June 24, 2013

Lustre Founder Spots Haskell on HPC Horizon

Nicole Hemsoth

As a small 20-person company, Boulder-based Parallel Scientific flies just under the mainstream radar, but for those who have been in the HPC community for a number of years, its CEO and Chief Architect Peter Braam is a recognizable name.

Braam’s major contribution to high performance computing geared up in 1999 at Carnegie Mellon, where he worked on the file system architecture that spun into Lustre. Inspired by that progress, Braam kicked that project out as a business, beginning Cluster File Systems, which was acquired by Sun in 2007. A year later, Braam let the Sun set and embarked on a new adventure with Parallel Scientific.

The company has a rather interesting business model–instead of focusing on particular problem area (outside of the general purview of tailoring environments for large-scale HPC deployments) they are letting the breeze carry them. For instance, they have found themselves focusing on parallel Haskell in the last few years, even though Braam says that such development might just be the shell for something much larger or entirely different as they continue. 

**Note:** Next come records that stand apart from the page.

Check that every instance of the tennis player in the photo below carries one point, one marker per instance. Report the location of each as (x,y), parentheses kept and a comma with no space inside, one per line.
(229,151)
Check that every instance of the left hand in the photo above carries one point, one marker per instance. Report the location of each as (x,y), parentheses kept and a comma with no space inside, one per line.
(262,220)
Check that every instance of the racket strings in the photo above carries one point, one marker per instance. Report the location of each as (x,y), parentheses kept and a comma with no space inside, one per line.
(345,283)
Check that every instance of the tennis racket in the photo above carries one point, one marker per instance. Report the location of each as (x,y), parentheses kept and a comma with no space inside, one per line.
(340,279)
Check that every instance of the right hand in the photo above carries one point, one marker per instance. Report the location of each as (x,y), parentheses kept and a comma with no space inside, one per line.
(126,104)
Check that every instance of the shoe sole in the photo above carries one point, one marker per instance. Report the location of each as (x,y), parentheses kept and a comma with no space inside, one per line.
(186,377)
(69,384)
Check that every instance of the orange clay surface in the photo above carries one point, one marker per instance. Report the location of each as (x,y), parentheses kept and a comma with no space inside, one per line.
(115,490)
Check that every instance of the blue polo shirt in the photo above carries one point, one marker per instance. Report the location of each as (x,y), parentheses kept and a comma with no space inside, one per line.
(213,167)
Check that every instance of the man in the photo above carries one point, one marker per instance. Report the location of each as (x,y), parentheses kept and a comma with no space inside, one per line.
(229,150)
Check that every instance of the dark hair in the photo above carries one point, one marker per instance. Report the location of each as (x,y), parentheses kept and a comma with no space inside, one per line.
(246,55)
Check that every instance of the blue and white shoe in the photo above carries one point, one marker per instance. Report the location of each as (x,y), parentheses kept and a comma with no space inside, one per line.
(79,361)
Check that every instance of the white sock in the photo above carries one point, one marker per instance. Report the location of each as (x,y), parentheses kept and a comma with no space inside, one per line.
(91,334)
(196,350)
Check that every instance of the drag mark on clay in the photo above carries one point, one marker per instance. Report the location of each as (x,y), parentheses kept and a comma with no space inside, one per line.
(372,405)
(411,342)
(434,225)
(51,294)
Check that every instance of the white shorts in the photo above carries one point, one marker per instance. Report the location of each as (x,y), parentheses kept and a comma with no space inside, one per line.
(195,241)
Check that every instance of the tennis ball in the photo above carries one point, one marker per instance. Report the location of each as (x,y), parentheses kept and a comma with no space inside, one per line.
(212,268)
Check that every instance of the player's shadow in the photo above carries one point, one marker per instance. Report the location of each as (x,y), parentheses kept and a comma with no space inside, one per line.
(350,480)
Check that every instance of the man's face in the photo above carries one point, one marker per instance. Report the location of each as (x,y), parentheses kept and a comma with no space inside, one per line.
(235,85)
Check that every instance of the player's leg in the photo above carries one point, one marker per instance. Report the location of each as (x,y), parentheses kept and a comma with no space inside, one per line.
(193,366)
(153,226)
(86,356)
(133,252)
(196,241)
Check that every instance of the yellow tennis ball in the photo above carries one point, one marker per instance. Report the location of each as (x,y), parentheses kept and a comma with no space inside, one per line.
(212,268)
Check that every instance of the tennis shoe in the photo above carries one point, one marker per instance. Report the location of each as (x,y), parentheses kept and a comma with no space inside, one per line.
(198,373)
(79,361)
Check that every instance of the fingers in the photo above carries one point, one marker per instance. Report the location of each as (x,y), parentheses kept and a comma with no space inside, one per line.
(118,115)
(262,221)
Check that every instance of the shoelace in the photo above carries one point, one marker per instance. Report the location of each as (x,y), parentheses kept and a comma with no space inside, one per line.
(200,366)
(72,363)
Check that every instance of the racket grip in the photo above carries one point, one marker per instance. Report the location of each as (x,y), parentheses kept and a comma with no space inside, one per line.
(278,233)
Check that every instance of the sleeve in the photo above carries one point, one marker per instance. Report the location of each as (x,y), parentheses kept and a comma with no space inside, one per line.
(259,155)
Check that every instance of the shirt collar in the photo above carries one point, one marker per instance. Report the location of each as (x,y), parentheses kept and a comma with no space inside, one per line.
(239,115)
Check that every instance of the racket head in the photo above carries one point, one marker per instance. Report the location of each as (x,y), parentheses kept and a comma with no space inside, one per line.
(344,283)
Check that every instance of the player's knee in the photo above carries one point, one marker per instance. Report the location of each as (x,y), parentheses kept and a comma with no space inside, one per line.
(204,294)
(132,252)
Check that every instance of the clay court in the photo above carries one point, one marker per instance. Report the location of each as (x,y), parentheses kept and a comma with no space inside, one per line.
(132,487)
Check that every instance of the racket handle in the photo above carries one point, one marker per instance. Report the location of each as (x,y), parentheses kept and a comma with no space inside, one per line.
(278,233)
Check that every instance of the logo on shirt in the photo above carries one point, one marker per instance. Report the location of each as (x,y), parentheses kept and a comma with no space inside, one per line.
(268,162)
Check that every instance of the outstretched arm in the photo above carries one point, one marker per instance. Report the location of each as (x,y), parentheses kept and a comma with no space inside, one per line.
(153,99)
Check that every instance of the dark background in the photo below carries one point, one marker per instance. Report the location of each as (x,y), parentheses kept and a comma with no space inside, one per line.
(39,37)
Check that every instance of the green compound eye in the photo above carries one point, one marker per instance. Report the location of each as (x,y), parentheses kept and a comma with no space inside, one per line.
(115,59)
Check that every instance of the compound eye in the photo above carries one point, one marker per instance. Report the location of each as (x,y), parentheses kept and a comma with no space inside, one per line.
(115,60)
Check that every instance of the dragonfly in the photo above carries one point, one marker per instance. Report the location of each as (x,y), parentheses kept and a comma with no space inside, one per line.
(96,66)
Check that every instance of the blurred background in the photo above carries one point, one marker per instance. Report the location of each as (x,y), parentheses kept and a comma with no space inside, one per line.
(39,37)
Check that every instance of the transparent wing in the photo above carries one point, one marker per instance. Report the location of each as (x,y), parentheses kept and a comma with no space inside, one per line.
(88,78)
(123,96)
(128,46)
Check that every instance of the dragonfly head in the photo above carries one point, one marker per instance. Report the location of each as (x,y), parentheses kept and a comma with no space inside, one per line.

The saying goes that in Haskell, the function is a first-class citizen–and this status might make it a solid fit for a range of high performance computing environments. Despite what Braam admits is a daunting learning curve, there is an open field of possibilities for Haskell to infiltrate HPC. As it stands, there is an active community around it and around 5000 open source and tools available. But the real value for high performance computing, he argues, lies in Haskell’s productivity and correctness–a worth that’s been validated in select industrial use cases.

Arguably, Google and Facebook have brought more attention to Haskell in recent years, but there are a number of other notable uses that highlight Braam’s confidence in the functional language. For instance, Chicago-based Allston Trading, a high frequency trading company, uses Haskell in their trading infrastructure. AT&T is using it in their Network Security group to automate internet abuse complaint processing. Bank of American is using it in their backend data transformation and loading system and Credit Suisse’s Global Modeling and Analytics Group has been using it since 2006 to improve modeler productivity and open access to those models across the organization.

Biotech giant Amgen also uses Haskell for math-heavy models and to “break developers out of their development rut by giving them a new way to think about software. According to the company’s David Balaban, “Our experience is that using functional programming reduces the critical conceptual distance between thought/algorithms design and code.” But the real value says Balaban is the level of correctness they’ve been able to achieve.

As Amgen’s Balaban says “we have been able to develop code quickly and verify–to an applied mathematician’s satisfaction–the correctness of Haskell code straightforwardly; we have yet to achieve this with more traditional mainstream languages.” 

And indeed, there are plenty of mainstream languages that would seem to fit the bill for mathematical models that don’t come with the hike. Braam says that while R might seem like the most practical language for users like Amgen and others noted above, there are opportunities for error in R that Haskell won’t allow. When correctness is key–as it is with all of the above use cases–the learning curve of Haskell is worth the price if total accuracy is inherent. In fact, he laughingly admits that their business could eventually turn to just building a language that is “safer” than R on the correctness front. 

When it comes to the uptake of a language like Haskell with its learning curve and relatively isolated set of non end user-based functionality, Braam says it’s a matter of time. He points to languages like Python, which took a decade or more to wind a path through large-scale environments, HPC and commercial alike. Still, he notes, “you’d be surprised how many companies have a ‘secret’ Haskell department–a group of people that are highly productive dedicated to solving a serious problem. This is especially true in the financial world–mostly because of the correctness element.”

And true to that point, in grazing the user community for Haskell, the trend seems to be that few are using Haskell as an end user tool. However, users want to be able to construct robust software infrastructure that lets users maintain creativity and take advantage of domain-specific languages, which he says are not as difficult as one might think to implement in Haskell. He points to the example of a Square Kilometer Array (SKA) research group, which wants to the right set of primitives built that will allow the hardware to change and run on different hybrid platforms–an area that his company can help with. 

The idea for finding a wider market for parallel Haskell spun from work Braam and colleagues did around an XSTACK proposal which sought programming environments for exascale computers. The team put an emphasis on automatic parallelization via compilers–a trick that Braam said plenty outside of the HPC community (Facebook, for example) has perfected. It just hasn’t caught on in HPC–although said the same Erlang and Haskell tricks that have worked at that scale can automate parallelism across a multitude of HPC systems. 

His team is also hard at work perfecting their “Awesome Haskell FPGA Compiler” whihc lets developers express hardware solutions in a high-level domain specific language in much the same way their work with SKA is allowing. The environment would allow software simulation and testing in an interactive environment to wick away the long development time that are the bane of FPGA design. The solution that can be kicked to the overall environment and ready to run in some unique data-intensive areas, like SKA.

Braam is a Haskell believer in the same way he believed in his pioneering work on Lustre. “People said you’re wasting your time,” he reminisced. While the use cases may be small, as big data and more complex models drive further into both research and enterprise settings, the appeal of a functional language that emphasizes correctness and productivity will reveal itself.